Cosine similarity is a measure of similarity between two non-zero vectors of an inner product space that measures the cosine of the angle between them. Similarity = (A.B) / (||A||. ||B||) where A and B are vectors.
TF-IDF will give you a representation for a given term in a document. Cosine similarity will give you a score for two different documents that share the same representation. However, "one of the simplest ranking functions is computed by summing the tf–idf for each query term".
I have found a way for it to work.
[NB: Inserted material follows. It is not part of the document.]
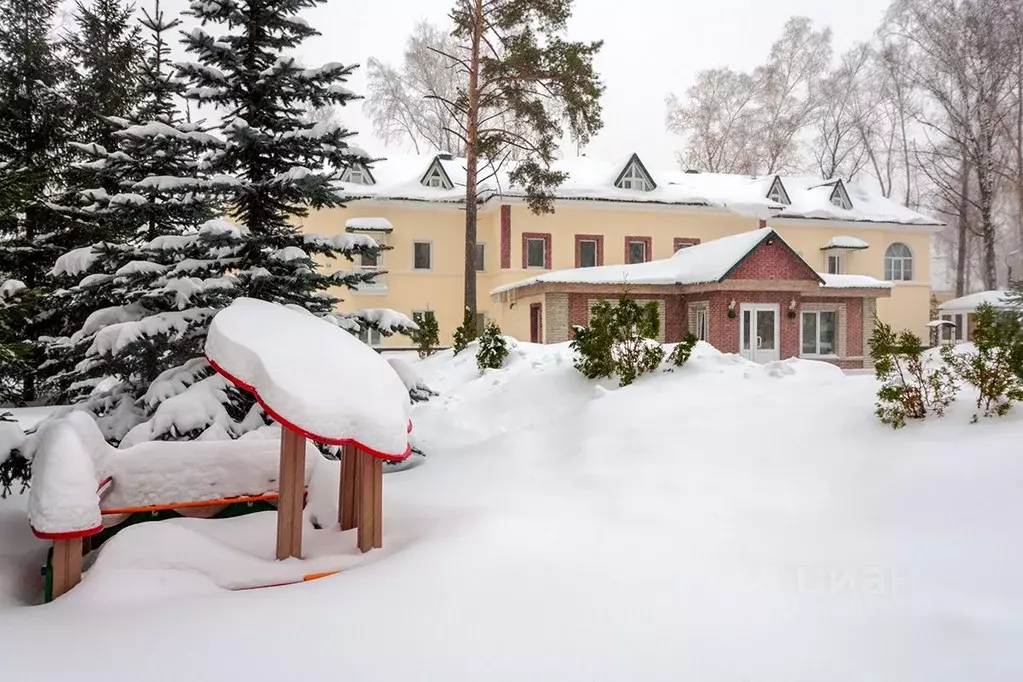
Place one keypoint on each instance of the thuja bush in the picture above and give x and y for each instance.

Instead of using fit_transform, you need to first fit the new document to the corpus TFIDF matrix like this:
queryTFIDF = TfidfVectorizer().fit(words)
Now we can 'transform' this vector into that matrix shape by using the transform function:
queryTFIDF = queryTFIDF.transform([query])
Where query is the query string.
We can then find cosine similarities and find the 10 most similar/relevant documents:
cosine_similarities = cosine_similarity(queryTFIDF, datasetTFIDF).flatten()
related_product_indices = cosine_similarities.argsort()[:-11:-1]
I think words variable is ambiguous. I advise you to rename words to corpus.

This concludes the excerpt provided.